Of course Ross has only gone three innings one time as a major leaguer, let alone turn a lineup over multiple times, so there are a great many question marks here. But he has said he’s going to work on his offspeed stuff this spring, and it seems like that will determine whether he can be a useful starting pitcher or if he’s destined for a career in the bullpen. At least we know what to watch for.
We also know what to watch for with Mariners starter Erasmo Ramirez, although his story is more messy. A popular sleeper pick last offseason due to a very strong small sample size run in 2012, Ramirez had a year to forget in Seattle. He was injured in spring training, causing the team to go with less heralded starters Brandon Maurer and Blake Beavan out of camp.
He made his debut in July, but wasn’t quite the same pitcher he was a year prior. Most notably, his control sagged from fantastic (a well-below average mark of 5% in 2012) to mediocre (a barely below average 8.1% last year).
As our own Mike Podhorzer noted earlier this winter, Ramirez used a curious mix of pitches when he returned to the major leagues last season. His changeup is his best pitch (22.13% career whiff rate according to BrooksBaseball), but he used it less, and instead threw more of his slider, which was much less effective than it had been a year prior.
Reader Choo offered a notable comment on Podhorzer’s January post:
Erasmo lost the feel for his changeup last season.

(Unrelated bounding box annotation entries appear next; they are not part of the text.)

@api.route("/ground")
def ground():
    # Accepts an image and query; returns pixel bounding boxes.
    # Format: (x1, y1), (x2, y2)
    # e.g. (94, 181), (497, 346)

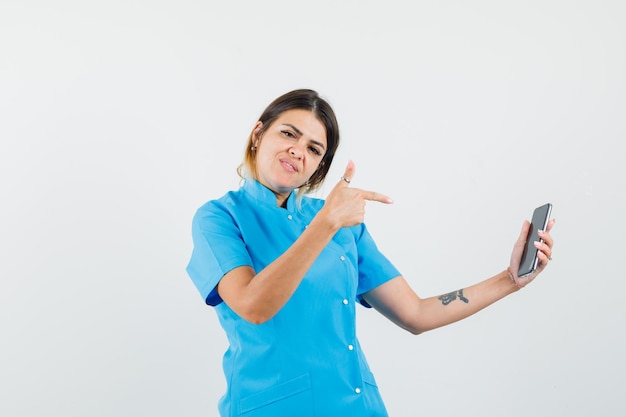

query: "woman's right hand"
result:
(320, 161), (393, 229)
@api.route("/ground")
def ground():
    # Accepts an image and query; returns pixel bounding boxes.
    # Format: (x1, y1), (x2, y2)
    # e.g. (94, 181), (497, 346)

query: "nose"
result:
(289, 143), (303, 159)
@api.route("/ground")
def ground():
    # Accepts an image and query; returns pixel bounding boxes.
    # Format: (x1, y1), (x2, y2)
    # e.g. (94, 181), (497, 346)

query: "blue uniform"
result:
(187, 179), (400, 417)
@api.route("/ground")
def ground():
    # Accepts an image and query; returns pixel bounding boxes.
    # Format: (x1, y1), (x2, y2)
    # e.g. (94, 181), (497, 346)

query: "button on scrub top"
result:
(187, 179), (400, 417)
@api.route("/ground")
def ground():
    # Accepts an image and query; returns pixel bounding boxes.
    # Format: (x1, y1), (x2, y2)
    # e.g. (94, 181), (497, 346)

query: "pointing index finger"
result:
(341, 161), (355, 187)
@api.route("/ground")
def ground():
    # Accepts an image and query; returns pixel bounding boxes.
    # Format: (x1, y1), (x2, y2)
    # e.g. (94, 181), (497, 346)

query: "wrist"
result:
(506, 267), (523, 291)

During his first 6 starts, he threw it 20% of the time, about the same as 2012. But if you watched him, you might have noticed it wasn’t the same pitch – less break (PITCHf/x backs this up), less command, and more contact. For his final 7 starts he only threw the change about 12% of the time, replacing it with more breaking balls.
To the naked eye, Erasmo simply looked like a pitcher trying to survive, and adjusting, without his usual stuff. The increased 2-seam usage is encouraging as his 4-seamer is pretty flat, but I rediscovering his change will be the key in 2014.
So then, keys for Ramirez this spring:
3. More changeups, and the 2012 version of his slider.
As a result of injuries to Hisashi Iwakuma and Taijuan Walker, Ramirez should be a lock for the Mariners rotation this time around (assuming he’s healthy). The shine may have worn off for many (and given that his ADP is close to 400, that seems to be the case), but he still presents an excellent opportunity for profit.